From the time I was one, until I was three and a half, we lived in government wartime apartments, in Windham Ohio. It was an interesting place. We would often hear men and women arguing loudly with each other. Unemployed men loitered about, smoking and drinking. My neighborhood friends were dirty and ragged, just like my brothers and I. For toys I had clothespins that I cared around in a brown paper bag. Mother constantly told us that we didn't have money for this or that, money didn't grow on trees, and for goodness sakes don't waste anything. We usually had enough to eat, and we always had each other, and for the most part that was enough for me.

The two-story apartment buildings were arranged in a quadrangle, with a common "backyard" area crowded with clotheslines, beat up old trashcans, some sidewalk and dirt.
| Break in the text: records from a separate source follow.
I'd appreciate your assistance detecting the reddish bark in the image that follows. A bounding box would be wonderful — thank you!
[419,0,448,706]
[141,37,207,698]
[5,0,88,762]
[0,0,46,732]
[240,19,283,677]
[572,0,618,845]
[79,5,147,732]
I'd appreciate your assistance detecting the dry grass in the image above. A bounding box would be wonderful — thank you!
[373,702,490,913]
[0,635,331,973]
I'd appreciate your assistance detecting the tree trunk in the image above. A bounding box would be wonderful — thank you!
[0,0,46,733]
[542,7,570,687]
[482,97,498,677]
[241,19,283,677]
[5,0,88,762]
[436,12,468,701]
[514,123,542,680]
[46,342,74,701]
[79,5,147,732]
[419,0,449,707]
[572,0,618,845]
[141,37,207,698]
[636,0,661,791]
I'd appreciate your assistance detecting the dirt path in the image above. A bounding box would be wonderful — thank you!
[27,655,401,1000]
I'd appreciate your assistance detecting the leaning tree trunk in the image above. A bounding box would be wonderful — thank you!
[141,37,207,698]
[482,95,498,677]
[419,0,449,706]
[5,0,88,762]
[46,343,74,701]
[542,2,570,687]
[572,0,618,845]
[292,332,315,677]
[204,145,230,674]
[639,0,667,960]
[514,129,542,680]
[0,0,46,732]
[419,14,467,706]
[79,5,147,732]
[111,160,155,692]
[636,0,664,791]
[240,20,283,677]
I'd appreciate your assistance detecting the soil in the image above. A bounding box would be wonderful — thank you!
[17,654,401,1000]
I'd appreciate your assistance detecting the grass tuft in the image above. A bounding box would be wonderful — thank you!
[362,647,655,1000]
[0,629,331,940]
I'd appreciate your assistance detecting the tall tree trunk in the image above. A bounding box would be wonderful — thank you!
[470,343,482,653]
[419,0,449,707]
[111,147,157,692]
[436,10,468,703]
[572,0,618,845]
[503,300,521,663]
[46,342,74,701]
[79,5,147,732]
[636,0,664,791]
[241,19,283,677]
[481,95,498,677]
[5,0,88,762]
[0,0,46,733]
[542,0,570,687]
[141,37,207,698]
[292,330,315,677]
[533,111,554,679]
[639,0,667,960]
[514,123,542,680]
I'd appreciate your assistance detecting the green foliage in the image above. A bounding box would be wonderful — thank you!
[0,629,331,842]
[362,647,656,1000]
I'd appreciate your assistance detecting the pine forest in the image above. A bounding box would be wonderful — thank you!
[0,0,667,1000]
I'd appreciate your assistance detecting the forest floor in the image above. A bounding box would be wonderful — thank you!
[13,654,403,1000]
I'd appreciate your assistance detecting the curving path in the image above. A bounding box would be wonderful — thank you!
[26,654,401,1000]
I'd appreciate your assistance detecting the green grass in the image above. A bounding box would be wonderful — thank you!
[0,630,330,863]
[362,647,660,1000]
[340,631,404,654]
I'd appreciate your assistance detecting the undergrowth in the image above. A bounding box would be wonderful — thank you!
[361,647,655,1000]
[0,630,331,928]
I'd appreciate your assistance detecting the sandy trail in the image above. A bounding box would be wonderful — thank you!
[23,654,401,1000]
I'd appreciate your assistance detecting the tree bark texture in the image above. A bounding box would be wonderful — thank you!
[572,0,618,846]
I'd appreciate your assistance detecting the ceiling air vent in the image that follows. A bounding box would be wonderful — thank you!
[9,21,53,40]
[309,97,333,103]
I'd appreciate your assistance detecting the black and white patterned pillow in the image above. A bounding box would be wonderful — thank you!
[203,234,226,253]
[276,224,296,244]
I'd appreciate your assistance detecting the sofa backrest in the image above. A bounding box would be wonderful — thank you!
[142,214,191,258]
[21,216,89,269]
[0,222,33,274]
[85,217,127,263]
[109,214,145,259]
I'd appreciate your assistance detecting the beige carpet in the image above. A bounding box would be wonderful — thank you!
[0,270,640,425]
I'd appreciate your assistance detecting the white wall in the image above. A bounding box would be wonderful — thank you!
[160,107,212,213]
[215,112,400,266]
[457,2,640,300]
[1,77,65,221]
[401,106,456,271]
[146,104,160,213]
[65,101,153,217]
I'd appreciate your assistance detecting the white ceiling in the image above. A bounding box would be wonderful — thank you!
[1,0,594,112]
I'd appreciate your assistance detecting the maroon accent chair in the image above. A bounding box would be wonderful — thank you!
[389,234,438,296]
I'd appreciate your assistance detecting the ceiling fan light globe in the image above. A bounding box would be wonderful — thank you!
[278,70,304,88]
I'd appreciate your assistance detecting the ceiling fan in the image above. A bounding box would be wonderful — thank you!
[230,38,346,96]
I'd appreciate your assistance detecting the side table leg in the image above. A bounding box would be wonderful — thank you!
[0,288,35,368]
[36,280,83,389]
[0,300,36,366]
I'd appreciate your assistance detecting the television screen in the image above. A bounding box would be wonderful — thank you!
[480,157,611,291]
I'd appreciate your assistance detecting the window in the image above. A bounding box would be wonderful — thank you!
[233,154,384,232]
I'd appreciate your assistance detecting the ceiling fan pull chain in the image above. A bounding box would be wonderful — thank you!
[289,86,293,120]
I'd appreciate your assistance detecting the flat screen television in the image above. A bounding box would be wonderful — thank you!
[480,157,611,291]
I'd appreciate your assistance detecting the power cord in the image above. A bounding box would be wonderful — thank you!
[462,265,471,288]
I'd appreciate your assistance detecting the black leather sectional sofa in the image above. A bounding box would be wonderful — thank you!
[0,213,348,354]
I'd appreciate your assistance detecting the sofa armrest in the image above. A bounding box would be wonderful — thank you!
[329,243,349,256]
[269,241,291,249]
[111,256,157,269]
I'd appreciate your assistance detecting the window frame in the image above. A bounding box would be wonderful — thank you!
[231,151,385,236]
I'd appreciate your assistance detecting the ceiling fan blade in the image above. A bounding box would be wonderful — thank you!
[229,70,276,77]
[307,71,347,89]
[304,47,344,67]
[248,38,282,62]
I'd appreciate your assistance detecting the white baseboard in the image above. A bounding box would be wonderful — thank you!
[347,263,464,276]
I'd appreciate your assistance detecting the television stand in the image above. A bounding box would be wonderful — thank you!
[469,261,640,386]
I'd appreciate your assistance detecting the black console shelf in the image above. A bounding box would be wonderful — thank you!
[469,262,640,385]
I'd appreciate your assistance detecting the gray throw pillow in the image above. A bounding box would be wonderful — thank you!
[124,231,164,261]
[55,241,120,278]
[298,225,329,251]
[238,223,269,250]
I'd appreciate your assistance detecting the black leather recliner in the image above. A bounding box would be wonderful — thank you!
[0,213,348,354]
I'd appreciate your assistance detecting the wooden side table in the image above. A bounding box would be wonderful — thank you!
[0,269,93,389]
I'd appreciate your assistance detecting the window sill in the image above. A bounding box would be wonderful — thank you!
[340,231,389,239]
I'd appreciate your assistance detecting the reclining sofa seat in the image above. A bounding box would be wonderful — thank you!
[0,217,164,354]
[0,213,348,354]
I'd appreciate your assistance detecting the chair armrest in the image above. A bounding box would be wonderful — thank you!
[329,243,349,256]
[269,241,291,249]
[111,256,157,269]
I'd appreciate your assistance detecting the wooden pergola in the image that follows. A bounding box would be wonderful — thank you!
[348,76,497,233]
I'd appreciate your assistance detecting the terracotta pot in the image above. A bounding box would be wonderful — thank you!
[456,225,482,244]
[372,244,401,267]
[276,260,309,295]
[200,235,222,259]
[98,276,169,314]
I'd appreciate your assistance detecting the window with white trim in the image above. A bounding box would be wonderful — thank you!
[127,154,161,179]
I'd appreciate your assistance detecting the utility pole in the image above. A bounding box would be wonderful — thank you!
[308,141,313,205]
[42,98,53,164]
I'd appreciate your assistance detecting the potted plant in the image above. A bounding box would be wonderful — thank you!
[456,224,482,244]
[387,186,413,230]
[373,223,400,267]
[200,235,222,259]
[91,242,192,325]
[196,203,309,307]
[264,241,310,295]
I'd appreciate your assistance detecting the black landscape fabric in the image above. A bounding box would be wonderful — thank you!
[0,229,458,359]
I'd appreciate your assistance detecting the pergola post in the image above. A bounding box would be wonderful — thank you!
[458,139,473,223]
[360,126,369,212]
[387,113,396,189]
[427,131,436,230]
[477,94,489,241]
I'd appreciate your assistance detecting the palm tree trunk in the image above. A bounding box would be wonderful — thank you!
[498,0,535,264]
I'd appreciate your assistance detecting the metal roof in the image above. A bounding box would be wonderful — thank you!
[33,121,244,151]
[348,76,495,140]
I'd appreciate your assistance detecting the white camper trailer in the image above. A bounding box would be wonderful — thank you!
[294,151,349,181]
When it rained there was a lot of mud. From the backyard you could see three or four rough concrete steps going from the sidewalk to each back door. I wondered why no one thought to patch the holes and broken siding incompletely covering the crawl spaces under the buildings. Maybe the rats, trash, and cold air could be kept out if they fixed it up. In the winter it was always cold, but in the summer the flies would sometimes eat you alive.

The trash in the crawl spaces was something of a fire hazard. I remember one particular time that Mom and Dad were not home. My oldest brother David was beating up on Richard, the next oldest. Richard ran out the front door, with David in hot pursuit. David was fast, but on this occasion Richard was faster. Richard ran around to the back door and locked it. Boy, was David ever mad!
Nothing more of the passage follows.